There's little scientific evidence, though, that the weight-loss effects of waist trainers are real. “What you see is just temporary while you’re wearing it. It’s just squeezing in the fat or excess tissue,” said Dr. Margarita Rohr, an internist at New York University's Joan H. Tisch Center for Women's Health. “As soon as you remove it, the fat goes back to where it was. You’re not going to see any permanent results using the trainer.” Dr. Rohr also warned that the products can cause skin irritation and artery constriction.
Little to no research has been done about the side effects of wearing a waist trainer for long periods of time, said Dr. Sandra Adamson Fryhofer, an internal medicine expert in Atlanta, but physicians worry that frequent waist trainer users could be squeezing and displacing organs, putting pressure on the lungs, forcing acid into the esophagus, and causing heartburn.
Most companies emphasize some degree of caution when using the trainers. The Waist Gang web site suggests users "begin by wearing the corset two to four hours per day" and add time "until you are able to wear the corset throughout the entire day."
For the average user, even half the day can be a lofty goal. Krista Grubb, a sales consultant who purchased Premadonna's trainer, said she could wear the trainer for up to five hours, but now reserves it primarily for evenings out. “I tried to wear it all the time, and I felt like it broke my ribs,” she explained. “It was super painful, but people do it.” Grubb purchased the trainer after a Google search for "Kim Kardashian waist trainer" and said the garments are a frequent sight on her social media feeds.
For those pursuing a more traditional path to slimming down—diet and exercise—there are custom trainers just for working out.
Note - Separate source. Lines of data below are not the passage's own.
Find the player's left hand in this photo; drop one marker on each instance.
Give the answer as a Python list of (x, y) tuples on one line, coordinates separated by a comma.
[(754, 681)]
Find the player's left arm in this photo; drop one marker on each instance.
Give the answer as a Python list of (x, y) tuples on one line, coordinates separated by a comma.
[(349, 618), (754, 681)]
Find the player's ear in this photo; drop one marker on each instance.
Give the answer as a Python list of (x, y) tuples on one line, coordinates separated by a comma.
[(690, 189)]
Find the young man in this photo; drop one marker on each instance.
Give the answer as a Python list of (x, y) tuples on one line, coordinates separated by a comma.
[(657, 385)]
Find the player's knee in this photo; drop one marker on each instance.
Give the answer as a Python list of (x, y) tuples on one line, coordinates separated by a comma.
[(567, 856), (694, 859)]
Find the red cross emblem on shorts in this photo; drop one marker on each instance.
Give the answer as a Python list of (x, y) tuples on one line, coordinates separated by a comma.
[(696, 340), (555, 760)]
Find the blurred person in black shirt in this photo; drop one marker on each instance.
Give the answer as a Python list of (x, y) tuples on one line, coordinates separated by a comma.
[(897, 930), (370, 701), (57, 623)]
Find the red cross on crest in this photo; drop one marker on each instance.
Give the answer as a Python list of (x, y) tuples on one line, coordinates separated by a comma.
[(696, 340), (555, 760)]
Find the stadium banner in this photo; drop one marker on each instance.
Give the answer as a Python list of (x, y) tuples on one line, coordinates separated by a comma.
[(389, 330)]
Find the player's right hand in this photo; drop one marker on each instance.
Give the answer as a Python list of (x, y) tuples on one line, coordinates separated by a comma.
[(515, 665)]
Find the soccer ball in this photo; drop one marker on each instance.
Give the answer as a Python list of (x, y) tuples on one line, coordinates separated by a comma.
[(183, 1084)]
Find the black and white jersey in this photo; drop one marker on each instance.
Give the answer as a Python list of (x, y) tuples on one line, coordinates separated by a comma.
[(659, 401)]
It's just as common to see an image of a trainer-clad woman at the gym as in a gown on Instagram. These workout-specific trainers are particularly concerning to physicians, who warn that constricting the torso while exercising could limit oxygen intake.
“It actually hinders your workout,” said Dr. Rohr. “You need to be able to expand and take big, deep breathes when you’re exercising. It limits your ability to work out.”
There is, however, one potential connection between the products and weight loss: binding the stomach can temporarily suppress hunger. “If your stomach is compressed and you swallow some food, and there’s no place for it to go, you’re not going to want to eat any more,” explained Dr. Fryhofer. “But when you take the thing off, you’ll still be hungry.”
Doctors discouraged long-term and gym use but were less concerned about slipping on the trainer for an occasional evening out, as Waist Gang Society customer Grubb does. “I’ll probably wear it forever,” she said. “It makes your body look really nice in a dress. I can’t see ever not wanting to look like Jessica Rabbit.”